Ms. Marvel Episode 2: MCU Easter Eggs and Comics References

Ms. Marvel episode 2 gives us new revelations about Kamala's history, some new characters, and...a surprising amount of Ant-Man love.

Iman Vellani as Kamala Khan in Ms. Marvel episode 2
Photo: Marvel Studios

This article contains Ms. Marvel spoilers.

Ms. Marvel episode 2

Ms. Marvel episode 2 is every bit as charming as the first one, although perhaps slightly less packed with countless MCU references. There’s still a whole lot of ’em, though, and we’re doing our best to break them all down for you. Here’s everything we found so far…


Kamala tries a bunch of Ant-Man related tests (shrinking, flying, talking to ants) and none of it works. She also listens to his podcast and his name has come up more than any hero other than Captain Marvel – maybe he’s going to take on the role Wolverine served in the comics? 

In the comics, everyone’s favorite cranky X-Man was one of Kamala’s all-time faves and he makes a surprise appearance early on to help Kamala out.
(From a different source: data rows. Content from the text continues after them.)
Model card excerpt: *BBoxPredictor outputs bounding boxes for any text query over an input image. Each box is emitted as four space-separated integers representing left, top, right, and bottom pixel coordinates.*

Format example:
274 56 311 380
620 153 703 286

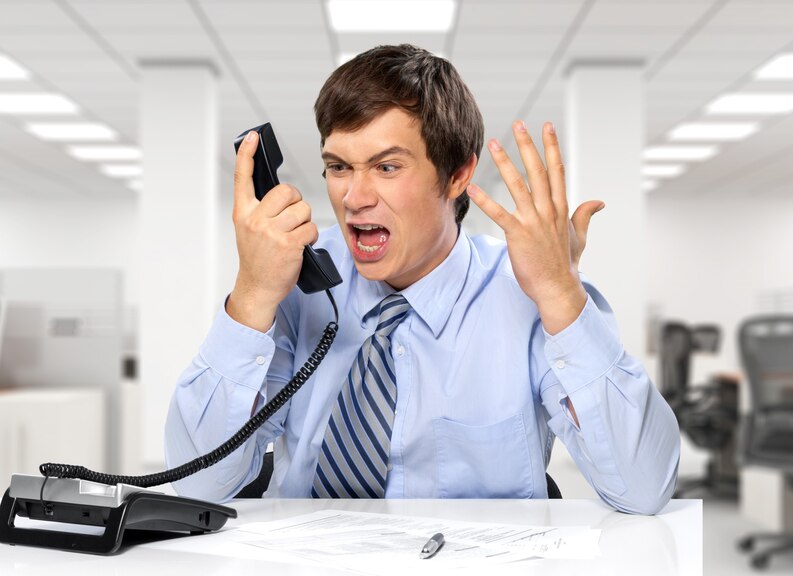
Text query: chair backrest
738 315 793 413
659 322 693 400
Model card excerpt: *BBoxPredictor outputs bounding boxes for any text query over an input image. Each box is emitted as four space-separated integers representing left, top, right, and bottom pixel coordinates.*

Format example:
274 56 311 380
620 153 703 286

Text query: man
166 45 679 514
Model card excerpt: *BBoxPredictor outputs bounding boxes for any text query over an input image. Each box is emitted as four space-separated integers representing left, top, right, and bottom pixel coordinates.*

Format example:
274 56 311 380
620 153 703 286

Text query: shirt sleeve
165 307 276 502
539 284 680 514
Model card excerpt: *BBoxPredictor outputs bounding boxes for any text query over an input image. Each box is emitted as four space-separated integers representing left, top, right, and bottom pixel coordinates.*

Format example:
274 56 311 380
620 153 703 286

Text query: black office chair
236 452 562 498
738 315 793 568
659 322 738 498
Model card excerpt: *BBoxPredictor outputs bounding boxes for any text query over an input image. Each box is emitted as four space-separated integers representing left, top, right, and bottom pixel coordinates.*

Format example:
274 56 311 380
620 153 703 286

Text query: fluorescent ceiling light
754 54 793 80
642 164 686 178
328 0 457 32
68 146 143 161
99 164 143 178
0 93 79 114
0 54 30 80
643 146 719 160
668 122 758 142
707 93 793 114
25 122 117 142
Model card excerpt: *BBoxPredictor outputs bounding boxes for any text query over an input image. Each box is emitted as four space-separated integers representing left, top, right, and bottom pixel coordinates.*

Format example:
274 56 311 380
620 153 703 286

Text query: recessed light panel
642 164 685 178
328 0 456 32
643 146 719 160
25 122 117 142
0 93 79 114
99 164 143 178
669 122 758 142
707 93 793 115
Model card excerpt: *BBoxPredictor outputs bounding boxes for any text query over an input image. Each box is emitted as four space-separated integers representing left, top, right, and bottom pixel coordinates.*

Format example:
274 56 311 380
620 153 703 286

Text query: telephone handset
234 122 342 294
11 123 342 532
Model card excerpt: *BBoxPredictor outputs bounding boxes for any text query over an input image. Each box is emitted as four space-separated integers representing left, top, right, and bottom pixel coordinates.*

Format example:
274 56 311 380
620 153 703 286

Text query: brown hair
314 44 484 224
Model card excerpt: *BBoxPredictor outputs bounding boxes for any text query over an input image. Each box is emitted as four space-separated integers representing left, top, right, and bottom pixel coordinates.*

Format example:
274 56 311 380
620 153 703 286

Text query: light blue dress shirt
165 227 680 514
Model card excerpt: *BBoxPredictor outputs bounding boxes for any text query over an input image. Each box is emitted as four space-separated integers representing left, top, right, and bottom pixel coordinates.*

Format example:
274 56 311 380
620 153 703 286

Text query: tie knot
375 294 410 337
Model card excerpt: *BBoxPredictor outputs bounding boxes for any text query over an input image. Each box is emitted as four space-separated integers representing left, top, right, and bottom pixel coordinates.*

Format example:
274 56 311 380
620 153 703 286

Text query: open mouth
349 224 391 256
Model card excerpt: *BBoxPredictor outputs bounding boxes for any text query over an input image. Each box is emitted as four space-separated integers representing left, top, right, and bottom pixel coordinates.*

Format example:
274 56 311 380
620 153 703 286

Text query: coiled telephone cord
39 290 339 486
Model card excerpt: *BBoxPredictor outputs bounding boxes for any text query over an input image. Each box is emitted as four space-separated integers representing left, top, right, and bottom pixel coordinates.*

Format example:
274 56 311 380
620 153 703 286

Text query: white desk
0 500 702 576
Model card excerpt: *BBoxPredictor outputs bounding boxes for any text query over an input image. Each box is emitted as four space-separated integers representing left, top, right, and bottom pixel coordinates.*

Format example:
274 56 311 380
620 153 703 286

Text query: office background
0 0 793 573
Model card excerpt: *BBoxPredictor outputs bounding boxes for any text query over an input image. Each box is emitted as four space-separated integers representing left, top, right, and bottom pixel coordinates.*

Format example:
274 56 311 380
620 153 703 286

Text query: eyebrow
322 146 415 164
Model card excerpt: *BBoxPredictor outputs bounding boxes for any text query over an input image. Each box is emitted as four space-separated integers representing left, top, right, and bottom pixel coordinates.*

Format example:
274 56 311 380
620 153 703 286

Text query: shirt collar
352 230 471 338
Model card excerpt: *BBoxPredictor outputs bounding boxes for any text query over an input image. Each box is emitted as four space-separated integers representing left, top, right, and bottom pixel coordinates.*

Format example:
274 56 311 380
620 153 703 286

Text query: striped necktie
311 294 410 498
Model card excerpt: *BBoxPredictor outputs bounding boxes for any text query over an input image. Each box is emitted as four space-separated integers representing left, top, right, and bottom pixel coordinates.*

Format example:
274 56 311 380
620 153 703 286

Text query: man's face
322 108 457 290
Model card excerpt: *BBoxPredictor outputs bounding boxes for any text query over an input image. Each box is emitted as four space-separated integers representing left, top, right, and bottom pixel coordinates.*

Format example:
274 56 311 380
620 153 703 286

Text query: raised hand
468 121 604 334
226 131 318 331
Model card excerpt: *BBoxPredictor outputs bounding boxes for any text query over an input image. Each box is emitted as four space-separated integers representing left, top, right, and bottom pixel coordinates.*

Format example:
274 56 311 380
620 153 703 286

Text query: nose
344 170 377 212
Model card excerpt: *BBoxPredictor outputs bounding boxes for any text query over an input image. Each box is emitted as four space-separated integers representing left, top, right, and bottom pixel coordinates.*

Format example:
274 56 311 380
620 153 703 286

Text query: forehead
322 108 427 158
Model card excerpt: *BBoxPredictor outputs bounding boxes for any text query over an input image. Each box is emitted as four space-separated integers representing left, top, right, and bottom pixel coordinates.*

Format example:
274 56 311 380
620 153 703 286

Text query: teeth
358 242 382 252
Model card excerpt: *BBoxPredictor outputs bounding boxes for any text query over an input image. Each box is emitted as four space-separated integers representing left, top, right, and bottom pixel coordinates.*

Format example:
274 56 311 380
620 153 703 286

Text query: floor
549 434 793 576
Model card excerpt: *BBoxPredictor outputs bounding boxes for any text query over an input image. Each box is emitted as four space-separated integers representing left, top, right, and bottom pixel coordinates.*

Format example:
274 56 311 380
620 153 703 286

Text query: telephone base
0 474 237 554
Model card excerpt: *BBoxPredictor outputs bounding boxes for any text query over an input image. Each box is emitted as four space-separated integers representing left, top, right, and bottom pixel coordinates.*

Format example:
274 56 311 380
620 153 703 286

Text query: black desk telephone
0 123 342 554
He puts up with her non-stop enthusiasm and teaches her a few things, even begrudgingly coming to like her. Obviously MCU Ant-Man would bring a different vibe than Logan, but she seems especially connected to him, second to Captain Marvel of course. Given the nebulous state the X-Men exist in after Disney bought Fox, it’s unlikely Hugh Jackman will stop by the show, but perhaps Paul Rudd filmed a cameo.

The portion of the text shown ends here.